Marianne Tombeux war erst sechs Jahre alt, als sie die Schrecken des Krieges in Düren erlebte. Sie überstand Bombenangriffe, floh während der Evakuierungen aus ihrer Heimat und kehrte später in eine zerstörte Stadt zurück. Jahrzehnte später hielt sie diese Erlebnisse in einem Buch fest, aus dem sie während des Vortrags lesen wird.
Die Veranstaltung findet von 18:00 bis 19:30 Uhr im Gebäude der VHS Rur-Eifel in der Violengasse statt. Der Eintritt ist frei, eine vorherige Anmeldung jedoch erforderlich. Interessierte können sich per Formular oder online unter www.vhs-rur-eifel.de registrieren. Tombeux’ Vortrag beleuchtet nicht nur die Verwüstung durch den Krieg, sondern auch die Herausforderungen des Wiederaufbaus in einer zerrütteten Stadt. Ihre persönliche Geschichte gewährt einen seltenen Einblick in den Durchhaltewillen derer, die eine der dunkelsten Epochen der Geschichte durchlebten.

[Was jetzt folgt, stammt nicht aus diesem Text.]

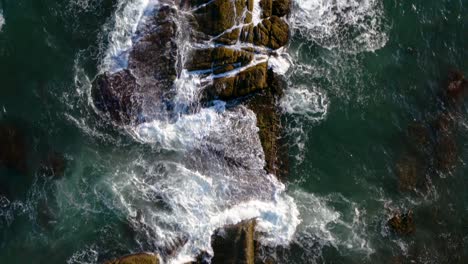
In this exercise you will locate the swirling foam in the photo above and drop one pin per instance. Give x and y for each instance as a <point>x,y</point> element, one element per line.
<point>306,102</point>
<point>348,25</point>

Der Abend bietet die Gelegenheit, ein authentisches Zeugnis vom Kriegsalltag in Düren und den Folgen zu hören. Tombeux’ Erinnerungen, die sie in ihrem Buch festgehalteten hat, werden mit dem Publikum geteilt, bevor eine Diskussion stattfindet. Wer teilnehmen möchte, sollte sich vorab anmelden, da die Plätze begrenzt sind.